Sincerity’s quick death
To be clear, The Complete Deaths is not a faithful presentation of all of the onstage deaths in Shakespeare, although at the start of the play the audience is told that it is meant to be. Any upfront attempt at sincerity, however, is thwarted by a cast (Curio’s co-artistic director Paul Kuhn, along with Aetna Gallagher, Tessa Kuhn, and Nathan Joseph) that’s just trying to have a little fun.
So what we wind up with in director Meg Trelease’s hands, instead of a sincere ode to the Bard’s departed characters, is a multimedia performance that includes mime, expressionist dance, clowning, puppetry, and more.
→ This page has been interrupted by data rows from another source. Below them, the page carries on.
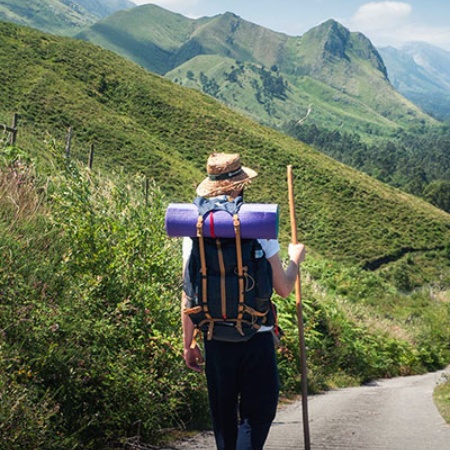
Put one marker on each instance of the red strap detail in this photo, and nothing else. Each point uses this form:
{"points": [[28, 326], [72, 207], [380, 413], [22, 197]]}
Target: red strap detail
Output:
{"points": [[275, 325], [211, 224]]}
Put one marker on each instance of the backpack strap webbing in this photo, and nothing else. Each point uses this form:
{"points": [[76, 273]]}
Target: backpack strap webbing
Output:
{"points": [[203, 271], [240, 268]]}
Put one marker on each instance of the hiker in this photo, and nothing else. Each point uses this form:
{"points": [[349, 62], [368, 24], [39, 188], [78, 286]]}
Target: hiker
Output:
{"points": [[242, 376]]}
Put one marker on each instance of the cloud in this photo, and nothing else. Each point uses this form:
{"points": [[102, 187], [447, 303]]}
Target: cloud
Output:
{"points": [[169, 4], [390, 23], [381, 15]]}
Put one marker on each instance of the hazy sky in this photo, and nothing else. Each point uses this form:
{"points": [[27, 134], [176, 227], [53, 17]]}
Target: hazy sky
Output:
{"points": [[383, 22]]}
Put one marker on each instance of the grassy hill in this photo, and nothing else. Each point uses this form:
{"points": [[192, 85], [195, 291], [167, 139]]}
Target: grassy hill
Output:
{"points": [[146, 124], [90, 347]]}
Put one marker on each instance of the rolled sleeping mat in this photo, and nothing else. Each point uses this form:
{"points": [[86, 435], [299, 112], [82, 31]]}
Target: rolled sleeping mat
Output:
{"points": [[258, 221]]}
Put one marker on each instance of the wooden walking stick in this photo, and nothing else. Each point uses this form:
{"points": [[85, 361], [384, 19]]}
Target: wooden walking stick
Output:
{"points": [[301, 332]]}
The deaths are all still there, but they’re not what you’d expect. Standout moments included a clownish take on Titus Andronicus, a moment in which Joseph performs two deaths simultaneously, and the moment a fight turned into a musical number that would have befitted The Blue Man Group (sans the body paint).
A family affair
The two Kuhns, Gallagher, and Joseph are all related. Tessa is Paul's daughter. Gallagher is Paul’s sister and Tessa’s Aunt. They are all cousins to Joseph. This might help to explain why The Complete Deaths cast is clearly having a helluva good time here. The good time is infectious, and it’s impossible as an audience member not to embrace the joy of the performance.
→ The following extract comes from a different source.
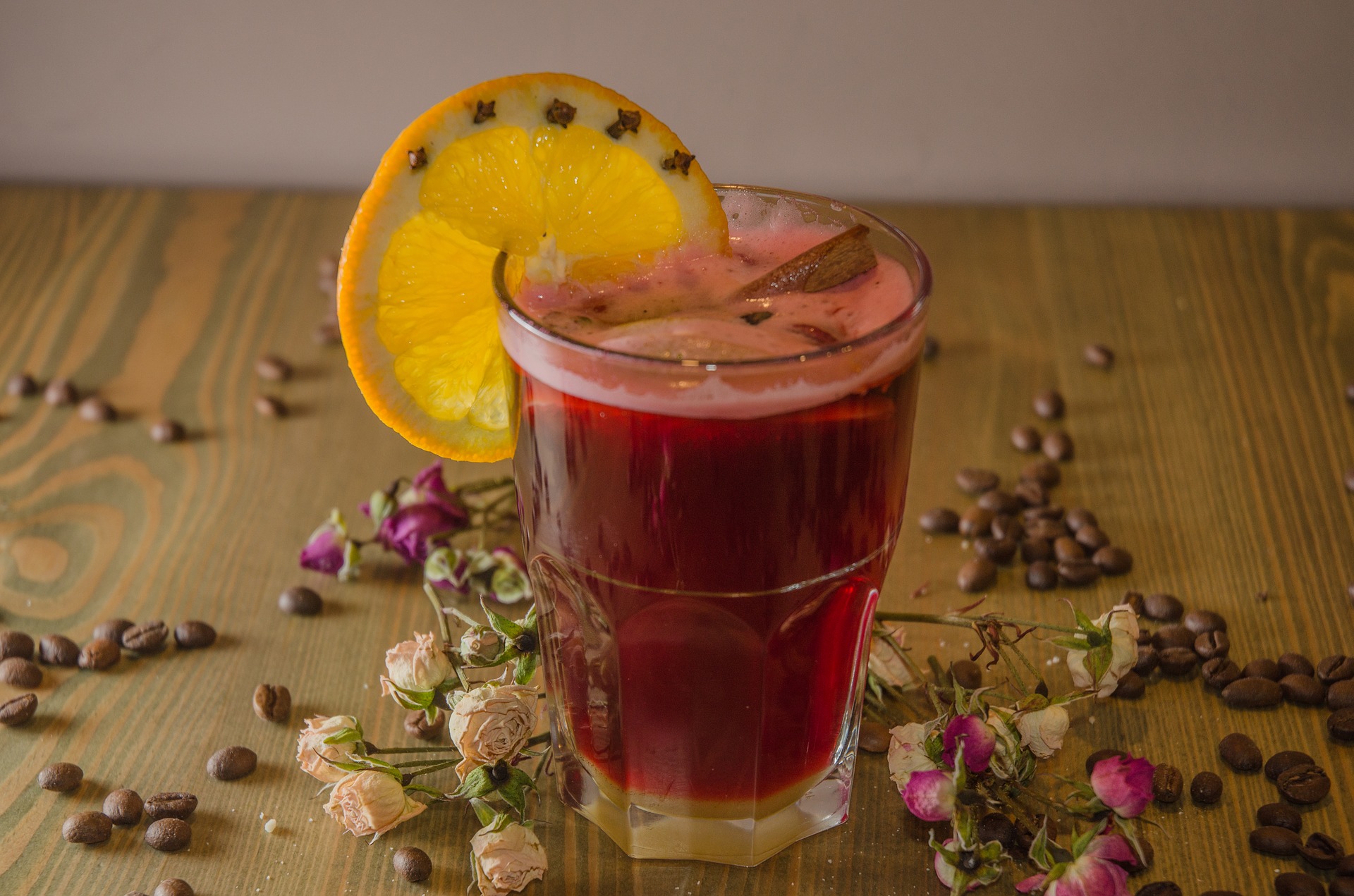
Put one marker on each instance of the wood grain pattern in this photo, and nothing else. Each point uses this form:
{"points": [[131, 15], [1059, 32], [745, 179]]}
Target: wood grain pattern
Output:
{"points": [[1214, 451]]}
The familial relationship of the show’s cast also adds to the comedy of the show itself: in addition to all of the deaths, the script calls for a fair amount of kissing, which, as Paul and Gallagher tell us early in the show, is all being simulated to avoid any awkwardness. Shakespeare might have written characters who married their relatives, but in 2023 West Philly, some things are still taboo.
Comedy = tragedy + time
I know three people with Covid right now, so saying the virus is in the rearview isn’t fair or accurate. But the theater community is drifting back toward some version of normalcy (even if masking is required for many audiences, including Curio’s) and I’m sure that sometime in the not-too-distant future, someone will write a comedic play about the coronavirus pandemic and we’ll all want to see it for a cathartic laugh.
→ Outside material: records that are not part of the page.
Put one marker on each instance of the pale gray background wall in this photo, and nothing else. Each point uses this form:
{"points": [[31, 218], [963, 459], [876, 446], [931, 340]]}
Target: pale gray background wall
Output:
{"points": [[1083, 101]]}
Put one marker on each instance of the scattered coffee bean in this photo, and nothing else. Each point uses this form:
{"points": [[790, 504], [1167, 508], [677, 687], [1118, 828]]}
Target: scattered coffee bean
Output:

But to the extent that laughing itself is cathartic, The Complete Deaths gives us a hilarious soft landing-pad, three years after the world shut down, and the opportunity to heal some of the wounds that we’ve suffered since.
What, When, Where
The Complete Deaths. By Tim Crouch & Spymonkey (Aitor Basauri, Stephan Kreiss, Petra Massey, and Toby Park); directed by Meg Trelease. $20-$30. Through April 1, 2023, the Black Box at the Calvary Center, 4740 Baltimore Avenue, Philadelphia. (215) 921-8243 or curiotheatre.org.
Accessibility
The Black Box at the Calvary Center is wheelchair-accessible by elevator via the entrance on 48th Street, next to the corner steps on 48th and Baltimore. Patrons who need to access it should call ahead at the box office for assistance.
Masks are required for all performances.